Case Presentation: A 27-year-old Hispanic man with a history of hyperlipidemia and smoking (marijuana and tobacco) was initially seen by Urology for a right palpable testicular mass that enlarged over the past 2 months prior to presentation. Our patient denied a history of familial testicular cancer and a history of undescended testes. He reported no testicular pain or difficulty with urination or ejaculation. Scrotal ultrasound demonstrated multiple hypodense nodules scattered throughout both testicles and a dominant hypoechoic mass in the right testicle measuring 2.4 cm. Tumor markers (LDH, β-hCG, AFP) were negative. Given concerns for testicular carcinoma, the decision was made to pursue right orchiectomy. Pathology reports showed noncaseating granulomatous orchitis with no evidence of fungal or acid-fast organisms on staining. With the findings above, the patient established care in our primary care clinic. Patient reported no cardiopulmonary symptoms. A CT chest showed perilymphatic distribution of pulmonary micronodules likely representing pulmonary sarcoidosis, along with prominent hilar lymphadenopathy. Pulmonary function tests were normal. Calcium level collected at the visit was normal, while 25-hydroxyvitamin D was very low.Patient was seen by the Pulmonology team. He underwent a left lung biopsy showing noncaseating granulomatous inflammation. Due to the patient having pulmonary and extrapulmonary sarcoidosis, the decision was made to start the patient on oral prednisone.
Discussion: Sarcoidosis is a rare systemic disorder characterized by noncaseating granulomas that can present within a myriad of organs, most commonly in the lungs [1]. Testicular involvement is an exceptionally rare presentation of sarcoidosis, accounting for only 0.2% of cases diagnosed [2].Testicular sarcoidosis can be challenging to diagnose. Its presentation as a testicular mass with or without pain can mimic testicular cancer [3]. Furthermore, its peak onset is in the 2nd – 4th decade, which coincidentally is the same demographic that testicular cancer most commonly presents [1]. Although rare, there are multiple reports of testicular sarcoidosis that lead to inadvertent testicular removal, which happened in the case of our patient [3]. To avoid misdiagnosis and unnecessary surgical intervention, it is worthwhile to always suspect sarcoidosis, along with testicular cancer, as part of a differential for a patient that presents with a testicular mass.Distinguishing between testicular sarcoidosis and malignancy is challenging, but there are tools that can help ease the burden. All initial workups of testicular masses should include relevant serum tumor markers (AFP, β-hCG, LDH) [4]. In some instances, imaging modalities, such as scrotal ultrasonography, can differentiate between sarcoidosis and malignancy [5]. Finally, biopsy of extratesticular lesions that are discovered can assist with diagnosis [3].

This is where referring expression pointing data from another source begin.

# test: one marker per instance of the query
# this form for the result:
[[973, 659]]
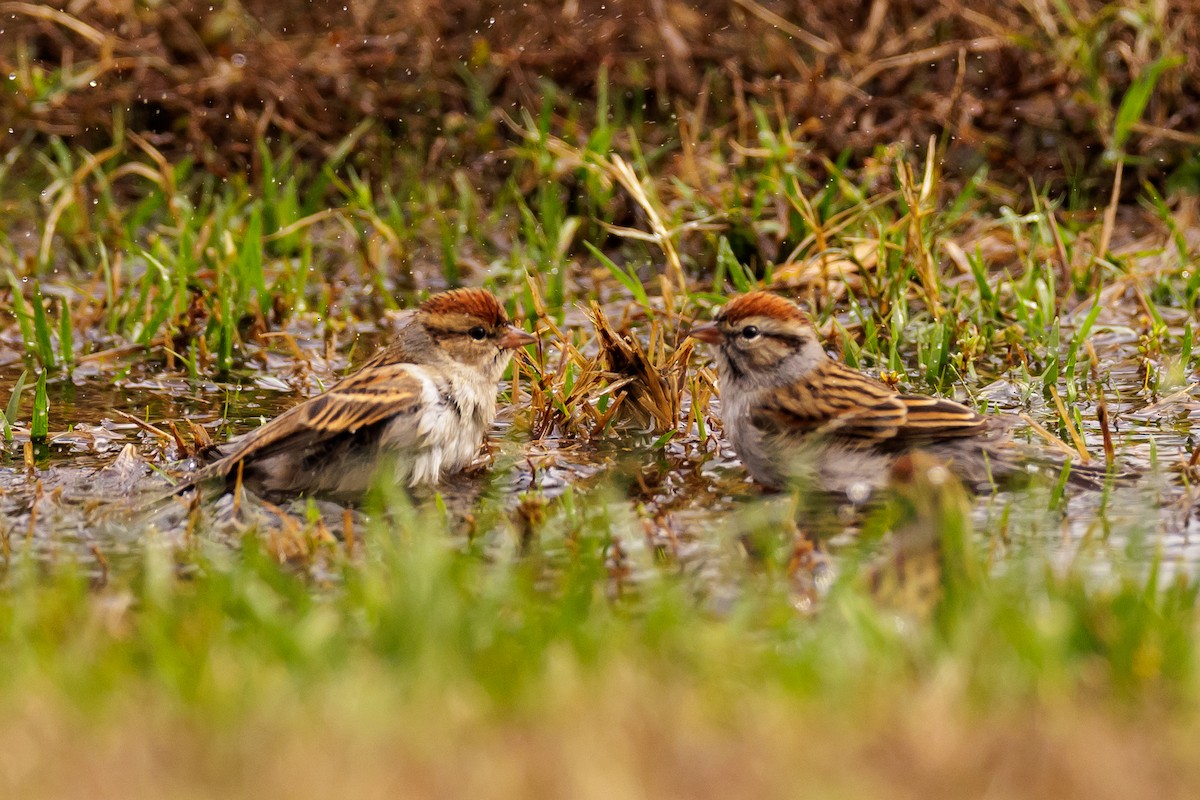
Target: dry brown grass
[[1027, 86]]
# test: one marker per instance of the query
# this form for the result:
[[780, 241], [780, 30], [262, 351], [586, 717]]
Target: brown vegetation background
[[1029, 86]]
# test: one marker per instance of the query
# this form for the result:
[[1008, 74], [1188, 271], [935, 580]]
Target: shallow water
[[687, 505]]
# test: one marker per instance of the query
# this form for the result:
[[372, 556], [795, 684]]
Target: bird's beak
[[515, 338], [708, 334]]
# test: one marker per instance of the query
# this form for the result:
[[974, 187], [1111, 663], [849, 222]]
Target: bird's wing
[[931, 419], [371, 396], [840, 402], [837, 401]]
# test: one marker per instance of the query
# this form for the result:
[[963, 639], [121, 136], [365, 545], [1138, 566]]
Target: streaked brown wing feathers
[[840, 402], [931, 417], [365, 398]]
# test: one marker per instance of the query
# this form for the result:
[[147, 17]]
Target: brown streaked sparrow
[[795, 413], [423, 403]]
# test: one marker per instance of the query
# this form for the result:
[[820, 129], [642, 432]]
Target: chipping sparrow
[[423, 403], [793, 413]]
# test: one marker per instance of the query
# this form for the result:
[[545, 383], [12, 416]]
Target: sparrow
[[793, 413], [421, 404]]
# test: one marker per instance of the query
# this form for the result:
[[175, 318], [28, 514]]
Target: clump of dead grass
[[1036, 89]]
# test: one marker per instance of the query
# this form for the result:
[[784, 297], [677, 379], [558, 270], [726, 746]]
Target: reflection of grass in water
[[519, 644], [577, 625]]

Conclusions: Although a rare presentation in of itself, it is always important to consider testicular sarcoidosis in a patient with a newly diagnosed testicular mass. The appropriate workup should be attempted to rule out other causes of the mass prior to declaring it a tumor. Additionally, no clear guidelines are available regarding the workup of a patient with testicular sarcoidosis. More cases of patients with extra-pulmonary findings of sarcoidosis need to be discussed to help assess whether more workup needs to be done to find sarcoid involvement in other organs.